Certa, pois a marcha parkinsoniana apresenta passos curtos, festinação, arrasto dos pés e postura em flexão do tronco e dos membros.
Gabarito: D
A marcha normal tem um ciclo bem organizado: o corpo avança, o peso se transfere e os membros inferiores trabalham em harmonia para garantir deslocamento e equilíbrio. Quando algo foge desse padrão, a forma de andar costuma denunciar a causa. Na questão, os sinais descritos são muito típicos de marcha parkinsoniana: passos curtos e rápidos, como se a pessoa estivesse "correndo atrás" do próprio centro de gravidade, além da flexão do tronco e dos membros, com os pés arrastando no chão. Esse conjunto de achados é clássico na doença de Parkinson e em síndromes parkinsonianas: postura em flexão, redução do balanço de braços, base de apoio mais instável e festinação, que é justamente esse aumento involuntário da velocidade com passos miúdos.
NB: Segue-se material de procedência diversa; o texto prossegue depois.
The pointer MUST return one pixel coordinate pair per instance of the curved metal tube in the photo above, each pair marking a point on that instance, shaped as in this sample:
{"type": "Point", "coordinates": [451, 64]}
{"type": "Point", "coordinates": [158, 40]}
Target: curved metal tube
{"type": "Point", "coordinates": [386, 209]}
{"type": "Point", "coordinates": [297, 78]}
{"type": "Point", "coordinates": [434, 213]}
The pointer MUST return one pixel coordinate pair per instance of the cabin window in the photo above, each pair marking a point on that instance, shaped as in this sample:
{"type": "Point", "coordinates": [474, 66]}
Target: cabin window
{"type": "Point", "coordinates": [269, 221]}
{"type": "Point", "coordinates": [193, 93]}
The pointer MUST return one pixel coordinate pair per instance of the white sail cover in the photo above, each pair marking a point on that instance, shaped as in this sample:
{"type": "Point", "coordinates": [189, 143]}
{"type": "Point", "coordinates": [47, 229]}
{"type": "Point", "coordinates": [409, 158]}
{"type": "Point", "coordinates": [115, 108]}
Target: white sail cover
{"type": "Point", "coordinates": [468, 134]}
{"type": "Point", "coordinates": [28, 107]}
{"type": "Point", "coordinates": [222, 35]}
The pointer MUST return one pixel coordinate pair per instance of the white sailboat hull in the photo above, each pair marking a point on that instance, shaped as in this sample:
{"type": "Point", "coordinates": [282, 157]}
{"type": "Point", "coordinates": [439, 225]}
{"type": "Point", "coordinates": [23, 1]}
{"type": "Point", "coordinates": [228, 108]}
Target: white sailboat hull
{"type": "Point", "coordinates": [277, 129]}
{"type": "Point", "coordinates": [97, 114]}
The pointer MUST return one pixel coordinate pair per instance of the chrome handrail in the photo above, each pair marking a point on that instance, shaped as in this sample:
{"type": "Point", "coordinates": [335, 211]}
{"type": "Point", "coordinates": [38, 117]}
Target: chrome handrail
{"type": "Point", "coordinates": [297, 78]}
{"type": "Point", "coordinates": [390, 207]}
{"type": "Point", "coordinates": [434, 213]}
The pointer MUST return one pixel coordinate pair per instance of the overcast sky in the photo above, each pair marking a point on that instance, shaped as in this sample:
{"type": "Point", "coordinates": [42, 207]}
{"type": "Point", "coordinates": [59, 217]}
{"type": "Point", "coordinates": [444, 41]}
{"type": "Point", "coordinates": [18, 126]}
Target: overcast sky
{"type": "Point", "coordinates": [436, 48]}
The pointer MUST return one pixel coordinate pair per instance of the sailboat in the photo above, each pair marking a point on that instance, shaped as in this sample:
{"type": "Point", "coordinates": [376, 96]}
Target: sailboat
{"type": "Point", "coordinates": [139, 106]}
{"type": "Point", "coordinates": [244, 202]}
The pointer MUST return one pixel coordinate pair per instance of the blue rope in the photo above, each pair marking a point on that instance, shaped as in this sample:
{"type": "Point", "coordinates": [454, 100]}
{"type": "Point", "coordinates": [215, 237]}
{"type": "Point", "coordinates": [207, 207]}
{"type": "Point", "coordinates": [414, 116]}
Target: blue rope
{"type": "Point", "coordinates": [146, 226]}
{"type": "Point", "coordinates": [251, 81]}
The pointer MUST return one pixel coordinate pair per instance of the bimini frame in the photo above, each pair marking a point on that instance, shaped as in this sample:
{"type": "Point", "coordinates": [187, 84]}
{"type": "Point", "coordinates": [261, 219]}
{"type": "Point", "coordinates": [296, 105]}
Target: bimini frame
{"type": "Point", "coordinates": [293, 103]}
O paciente parece ter dificuldade em iniciar e manter o movimento de forma ampla e fluida. Por isso, o gabarito é a letra D. A banca descreveu quase o retrato falado da marcha parkinsoniana, sem precisar usar o nome da doença diretamente. Em provas, vale guardar a combinação: passos curtos + arrasto dos pés + tronco flexionado + festinação = pensa em Parkinson. As outras alternativas trazem marchas com características diferentes, geralmente ligadas a ataxia, alteração de quadril ou déficit de dorsiflexão, então não batem com o enunciado.